The agency then asked why the exporter calculated its cost-based data on quarterly pricing information. The respondent said it did so because the cost of slab varies greatly depending on the type and it fluctuates over time. In the review's preliminary results, Commerce found that quarterly cost methodology was not warranted, leading it to compare most of the respondent's U.S. sales to only two home market sales with much higher prices made closer to the end of the review period, distorting the dumping margin.

Officine said it submitted a case brief contesting this decision, showing that its cost of manufacturing jumped by over 25% during the review period and that its costs and net price are "reasonably correlated." Nevertheless, Commerce again rejected the quarterly cost methodology, claiming it didn't use the method since the exporter did not request that Commerce consider applying the methodology before the preliminary results.

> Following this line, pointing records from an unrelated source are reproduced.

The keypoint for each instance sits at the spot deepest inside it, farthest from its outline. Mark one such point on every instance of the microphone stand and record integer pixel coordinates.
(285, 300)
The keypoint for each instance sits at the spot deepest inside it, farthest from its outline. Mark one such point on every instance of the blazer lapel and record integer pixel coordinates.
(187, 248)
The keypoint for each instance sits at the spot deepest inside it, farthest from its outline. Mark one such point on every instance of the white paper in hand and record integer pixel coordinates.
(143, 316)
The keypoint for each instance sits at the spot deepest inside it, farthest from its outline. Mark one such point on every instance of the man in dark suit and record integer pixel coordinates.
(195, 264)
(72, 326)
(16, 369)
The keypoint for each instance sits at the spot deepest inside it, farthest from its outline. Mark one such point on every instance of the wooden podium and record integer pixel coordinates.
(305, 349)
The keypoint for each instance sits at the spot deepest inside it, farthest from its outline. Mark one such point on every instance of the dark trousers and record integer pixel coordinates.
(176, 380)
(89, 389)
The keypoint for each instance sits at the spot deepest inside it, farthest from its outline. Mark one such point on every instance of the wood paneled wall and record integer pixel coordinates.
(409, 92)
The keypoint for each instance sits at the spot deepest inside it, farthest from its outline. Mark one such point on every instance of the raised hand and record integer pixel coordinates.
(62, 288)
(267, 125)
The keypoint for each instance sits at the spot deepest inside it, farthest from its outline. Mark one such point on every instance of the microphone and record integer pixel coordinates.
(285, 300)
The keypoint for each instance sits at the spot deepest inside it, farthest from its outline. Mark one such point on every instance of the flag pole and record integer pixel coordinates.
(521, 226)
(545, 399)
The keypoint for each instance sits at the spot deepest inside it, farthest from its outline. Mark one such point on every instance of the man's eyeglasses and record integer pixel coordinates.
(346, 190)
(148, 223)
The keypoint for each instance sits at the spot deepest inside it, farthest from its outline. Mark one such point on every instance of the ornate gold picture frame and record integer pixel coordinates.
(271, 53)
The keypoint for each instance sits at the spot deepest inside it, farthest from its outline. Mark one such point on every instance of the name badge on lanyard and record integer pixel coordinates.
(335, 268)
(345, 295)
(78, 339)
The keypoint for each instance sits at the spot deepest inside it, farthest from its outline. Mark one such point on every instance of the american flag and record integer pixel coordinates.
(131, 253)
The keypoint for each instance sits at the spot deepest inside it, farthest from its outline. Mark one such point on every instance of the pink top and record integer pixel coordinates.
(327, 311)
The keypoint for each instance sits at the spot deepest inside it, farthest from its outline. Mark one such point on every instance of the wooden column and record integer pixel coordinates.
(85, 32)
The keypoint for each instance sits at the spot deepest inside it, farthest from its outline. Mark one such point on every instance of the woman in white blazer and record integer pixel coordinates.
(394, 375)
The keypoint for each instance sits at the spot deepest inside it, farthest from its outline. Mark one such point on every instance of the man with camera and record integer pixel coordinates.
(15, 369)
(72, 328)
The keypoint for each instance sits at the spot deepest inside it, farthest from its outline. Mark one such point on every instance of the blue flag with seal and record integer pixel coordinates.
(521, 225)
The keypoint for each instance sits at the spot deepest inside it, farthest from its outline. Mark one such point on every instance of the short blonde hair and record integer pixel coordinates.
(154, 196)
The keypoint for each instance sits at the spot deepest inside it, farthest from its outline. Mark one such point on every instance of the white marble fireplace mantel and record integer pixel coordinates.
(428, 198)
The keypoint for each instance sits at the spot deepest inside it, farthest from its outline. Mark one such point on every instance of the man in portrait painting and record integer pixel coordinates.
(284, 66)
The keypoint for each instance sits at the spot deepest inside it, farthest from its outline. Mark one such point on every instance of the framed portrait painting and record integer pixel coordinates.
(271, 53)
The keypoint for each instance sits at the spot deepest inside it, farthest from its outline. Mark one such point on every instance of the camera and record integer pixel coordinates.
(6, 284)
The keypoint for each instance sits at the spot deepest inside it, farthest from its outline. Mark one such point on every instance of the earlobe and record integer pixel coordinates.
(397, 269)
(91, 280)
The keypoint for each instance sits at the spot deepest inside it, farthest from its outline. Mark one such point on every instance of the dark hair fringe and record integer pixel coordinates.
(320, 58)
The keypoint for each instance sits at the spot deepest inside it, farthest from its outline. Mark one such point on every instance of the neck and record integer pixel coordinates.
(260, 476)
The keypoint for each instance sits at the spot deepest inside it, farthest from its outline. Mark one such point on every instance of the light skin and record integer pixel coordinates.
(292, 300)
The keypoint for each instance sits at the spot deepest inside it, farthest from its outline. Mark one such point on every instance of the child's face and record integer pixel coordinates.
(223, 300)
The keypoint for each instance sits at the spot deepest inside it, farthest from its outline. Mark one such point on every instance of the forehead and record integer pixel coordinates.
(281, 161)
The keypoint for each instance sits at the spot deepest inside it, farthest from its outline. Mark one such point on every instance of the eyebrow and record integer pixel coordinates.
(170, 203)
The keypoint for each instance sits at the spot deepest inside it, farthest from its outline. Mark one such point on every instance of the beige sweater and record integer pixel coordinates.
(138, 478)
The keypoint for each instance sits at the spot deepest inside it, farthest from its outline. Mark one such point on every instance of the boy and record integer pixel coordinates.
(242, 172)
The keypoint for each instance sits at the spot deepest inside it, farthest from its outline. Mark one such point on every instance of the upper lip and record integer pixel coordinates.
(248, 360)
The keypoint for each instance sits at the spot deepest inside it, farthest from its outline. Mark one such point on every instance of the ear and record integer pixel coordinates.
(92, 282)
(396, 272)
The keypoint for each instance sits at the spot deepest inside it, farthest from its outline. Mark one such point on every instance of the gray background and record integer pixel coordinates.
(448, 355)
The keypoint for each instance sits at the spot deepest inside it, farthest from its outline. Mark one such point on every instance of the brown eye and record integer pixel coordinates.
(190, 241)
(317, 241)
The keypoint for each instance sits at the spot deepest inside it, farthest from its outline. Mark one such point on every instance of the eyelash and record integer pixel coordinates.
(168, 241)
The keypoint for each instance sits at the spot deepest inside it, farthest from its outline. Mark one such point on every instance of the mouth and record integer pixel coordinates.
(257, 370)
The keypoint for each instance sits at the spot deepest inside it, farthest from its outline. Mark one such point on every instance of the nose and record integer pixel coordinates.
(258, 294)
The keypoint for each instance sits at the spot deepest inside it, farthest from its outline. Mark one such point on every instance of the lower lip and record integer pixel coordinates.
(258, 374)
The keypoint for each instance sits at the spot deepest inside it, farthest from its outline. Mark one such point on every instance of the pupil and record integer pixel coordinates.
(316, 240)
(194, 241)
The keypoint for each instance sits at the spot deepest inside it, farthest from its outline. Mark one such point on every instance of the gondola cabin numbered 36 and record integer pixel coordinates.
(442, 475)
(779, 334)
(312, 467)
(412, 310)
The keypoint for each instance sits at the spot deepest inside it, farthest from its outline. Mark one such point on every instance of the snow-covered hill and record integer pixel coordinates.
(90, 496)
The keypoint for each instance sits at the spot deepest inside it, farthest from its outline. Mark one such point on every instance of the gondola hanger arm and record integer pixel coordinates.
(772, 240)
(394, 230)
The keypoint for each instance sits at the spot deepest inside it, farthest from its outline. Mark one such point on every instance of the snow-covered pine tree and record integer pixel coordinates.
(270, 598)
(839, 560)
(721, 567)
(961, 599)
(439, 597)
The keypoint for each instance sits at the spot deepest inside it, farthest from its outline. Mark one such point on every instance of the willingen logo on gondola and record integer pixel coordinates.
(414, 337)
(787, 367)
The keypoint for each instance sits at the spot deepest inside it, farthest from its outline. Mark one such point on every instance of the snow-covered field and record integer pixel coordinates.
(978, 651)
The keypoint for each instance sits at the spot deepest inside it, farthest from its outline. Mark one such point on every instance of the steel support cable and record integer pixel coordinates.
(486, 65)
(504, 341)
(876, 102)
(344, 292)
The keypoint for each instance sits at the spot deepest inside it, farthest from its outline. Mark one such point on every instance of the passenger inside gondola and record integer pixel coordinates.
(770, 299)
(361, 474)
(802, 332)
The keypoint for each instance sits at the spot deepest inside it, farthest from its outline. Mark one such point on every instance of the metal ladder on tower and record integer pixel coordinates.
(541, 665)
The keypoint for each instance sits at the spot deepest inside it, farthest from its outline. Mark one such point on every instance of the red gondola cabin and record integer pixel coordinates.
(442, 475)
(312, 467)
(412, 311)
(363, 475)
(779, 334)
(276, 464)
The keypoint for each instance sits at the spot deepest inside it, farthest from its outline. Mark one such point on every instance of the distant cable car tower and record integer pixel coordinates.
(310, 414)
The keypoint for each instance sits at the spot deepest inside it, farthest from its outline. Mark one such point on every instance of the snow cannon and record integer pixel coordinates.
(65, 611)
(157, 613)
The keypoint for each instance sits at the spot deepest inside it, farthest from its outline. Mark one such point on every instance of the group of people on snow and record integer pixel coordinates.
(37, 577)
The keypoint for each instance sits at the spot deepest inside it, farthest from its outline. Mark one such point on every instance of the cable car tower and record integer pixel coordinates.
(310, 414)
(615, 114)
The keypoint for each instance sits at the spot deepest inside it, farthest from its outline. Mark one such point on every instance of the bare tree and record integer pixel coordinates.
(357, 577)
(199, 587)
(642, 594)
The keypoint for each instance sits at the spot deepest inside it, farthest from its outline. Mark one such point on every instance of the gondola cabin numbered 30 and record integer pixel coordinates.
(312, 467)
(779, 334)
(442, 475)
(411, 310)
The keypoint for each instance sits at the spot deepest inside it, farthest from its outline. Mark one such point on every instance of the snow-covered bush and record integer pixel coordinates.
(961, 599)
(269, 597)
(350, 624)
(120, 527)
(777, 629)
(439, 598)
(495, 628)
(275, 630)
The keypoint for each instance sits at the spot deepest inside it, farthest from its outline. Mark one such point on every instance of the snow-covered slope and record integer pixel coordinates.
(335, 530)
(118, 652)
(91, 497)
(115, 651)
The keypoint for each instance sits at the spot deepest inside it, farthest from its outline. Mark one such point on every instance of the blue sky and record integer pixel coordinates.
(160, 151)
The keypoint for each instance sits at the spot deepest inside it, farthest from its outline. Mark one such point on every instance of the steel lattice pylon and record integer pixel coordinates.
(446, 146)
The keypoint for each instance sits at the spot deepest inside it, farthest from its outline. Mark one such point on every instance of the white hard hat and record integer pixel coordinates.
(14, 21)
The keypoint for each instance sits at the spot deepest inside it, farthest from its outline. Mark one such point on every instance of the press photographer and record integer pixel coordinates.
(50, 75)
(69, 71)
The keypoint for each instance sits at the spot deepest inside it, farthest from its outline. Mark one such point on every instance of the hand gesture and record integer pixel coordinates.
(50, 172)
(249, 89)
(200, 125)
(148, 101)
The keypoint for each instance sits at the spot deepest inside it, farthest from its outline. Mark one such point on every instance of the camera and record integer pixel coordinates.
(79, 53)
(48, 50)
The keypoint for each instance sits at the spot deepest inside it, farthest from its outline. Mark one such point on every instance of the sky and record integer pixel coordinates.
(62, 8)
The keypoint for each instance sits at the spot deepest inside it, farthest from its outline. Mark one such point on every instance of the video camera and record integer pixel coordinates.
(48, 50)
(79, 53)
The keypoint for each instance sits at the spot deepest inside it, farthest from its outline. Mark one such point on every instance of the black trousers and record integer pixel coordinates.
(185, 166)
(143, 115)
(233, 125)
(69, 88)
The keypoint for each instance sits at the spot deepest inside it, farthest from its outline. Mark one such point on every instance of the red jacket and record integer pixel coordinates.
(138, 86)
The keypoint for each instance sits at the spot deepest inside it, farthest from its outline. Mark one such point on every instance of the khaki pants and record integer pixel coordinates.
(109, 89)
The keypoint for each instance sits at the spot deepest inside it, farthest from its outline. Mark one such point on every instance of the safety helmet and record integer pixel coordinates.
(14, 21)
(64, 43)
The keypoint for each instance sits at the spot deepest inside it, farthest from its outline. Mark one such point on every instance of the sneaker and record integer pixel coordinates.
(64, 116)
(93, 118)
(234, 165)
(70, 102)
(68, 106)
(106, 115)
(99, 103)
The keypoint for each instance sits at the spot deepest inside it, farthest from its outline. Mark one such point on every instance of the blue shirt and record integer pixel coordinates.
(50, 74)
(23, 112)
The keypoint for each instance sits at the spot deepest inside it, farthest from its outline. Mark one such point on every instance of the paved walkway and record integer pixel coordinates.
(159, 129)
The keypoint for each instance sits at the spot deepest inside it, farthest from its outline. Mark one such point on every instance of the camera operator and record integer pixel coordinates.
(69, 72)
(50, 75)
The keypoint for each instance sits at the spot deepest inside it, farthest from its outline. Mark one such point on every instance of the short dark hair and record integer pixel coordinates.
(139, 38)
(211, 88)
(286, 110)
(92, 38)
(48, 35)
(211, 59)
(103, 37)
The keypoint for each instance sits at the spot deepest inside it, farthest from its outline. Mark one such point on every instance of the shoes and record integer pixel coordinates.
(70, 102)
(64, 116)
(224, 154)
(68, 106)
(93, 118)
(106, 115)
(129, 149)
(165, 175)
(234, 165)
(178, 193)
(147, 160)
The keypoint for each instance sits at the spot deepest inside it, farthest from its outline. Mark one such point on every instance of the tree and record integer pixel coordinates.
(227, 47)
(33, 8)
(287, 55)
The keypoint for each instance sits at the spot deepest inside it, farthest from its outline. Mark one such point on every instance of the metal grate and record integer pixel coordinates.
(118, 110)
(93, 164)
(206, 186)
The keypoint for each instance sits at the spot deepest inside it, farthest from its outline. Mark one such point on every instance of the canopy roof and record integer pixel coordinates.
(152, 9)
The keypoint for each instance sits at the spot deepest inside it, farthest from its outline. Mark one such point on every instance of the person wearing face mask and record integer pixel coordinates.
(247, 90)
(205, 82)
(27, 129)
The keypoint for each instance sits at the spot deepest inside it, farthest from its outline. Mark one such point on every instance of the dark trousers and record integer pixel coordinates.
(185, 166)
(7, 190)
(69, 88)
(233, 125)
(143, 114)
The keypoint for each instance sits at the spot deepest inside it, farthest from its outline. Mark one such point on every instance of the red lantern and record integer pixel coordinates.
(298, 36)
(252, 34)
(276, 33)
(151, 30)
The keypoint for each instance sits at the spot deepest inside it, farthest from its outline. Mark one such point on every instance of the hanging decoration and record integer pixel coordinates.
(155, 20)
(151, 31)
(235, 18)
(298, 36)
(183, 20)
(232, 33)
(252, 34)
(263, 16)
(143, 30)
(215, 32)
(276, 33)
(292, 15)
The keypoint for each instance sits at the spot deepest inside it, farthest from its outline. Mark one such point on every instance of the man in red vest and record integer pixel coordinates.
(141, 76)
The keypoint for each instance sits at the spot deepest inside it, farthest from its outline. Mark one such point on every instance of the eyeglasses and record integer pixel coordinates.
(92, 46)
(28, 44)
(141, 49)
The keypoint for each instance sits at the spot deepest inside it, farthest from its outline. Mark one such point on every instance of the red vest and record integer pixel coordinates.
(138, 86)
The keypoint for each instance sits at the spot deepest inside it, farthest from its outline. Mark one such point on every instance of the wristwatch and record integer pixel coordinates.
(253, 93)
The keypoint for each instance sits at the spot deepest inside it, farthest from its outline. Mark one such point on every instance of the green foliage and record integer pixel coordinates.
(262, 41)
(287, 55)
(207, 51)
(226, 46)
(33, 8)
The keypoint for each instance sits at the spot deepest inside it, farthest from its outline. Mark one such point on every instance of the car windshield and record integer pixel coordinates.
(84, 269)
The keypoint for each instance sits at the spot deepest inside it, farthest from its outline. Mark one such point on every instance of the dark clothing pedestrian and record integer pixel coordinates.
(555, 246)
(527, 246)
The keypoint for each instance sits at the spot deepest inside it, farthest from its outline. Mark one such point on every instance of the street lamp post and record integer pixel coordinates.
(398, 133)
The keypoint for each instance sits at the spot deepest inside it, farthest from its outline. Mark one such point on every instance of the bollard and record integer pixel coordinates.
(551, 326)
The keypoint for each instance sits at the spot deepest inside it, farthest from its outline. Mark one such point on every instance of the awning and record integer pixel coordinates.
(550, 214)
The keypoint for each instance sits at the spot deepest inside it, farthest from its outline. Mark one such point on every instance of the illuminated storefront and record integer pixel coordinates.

Taking to the trade court, the exporter said that this was not the case. "[Commerce's explanation] is contrary to Commerce’s statement that it has already conducted such analysis before issuing the preliminary results," the brief said. "Moreover, Commerce has used its questionnaires and verification process to test the accuracy of the quarterly costs reported by OTS. Therefore, the fact that the record did not include the weighted average version of the quarterly costs was irrelevant for the purposes of testing accuracy of the reported costs."

In past AD reviews, Commerce has established a practice of using quarterly cost methodology, which employs the method when a respondent's cost of manufacturing has changed by over 25% during the review period and the cost of manufacturing and net price are reasonably correlated, Officine said. As both of these factors were true in Officine's case, the exporter said the agency should have used the quarterly cost methodology.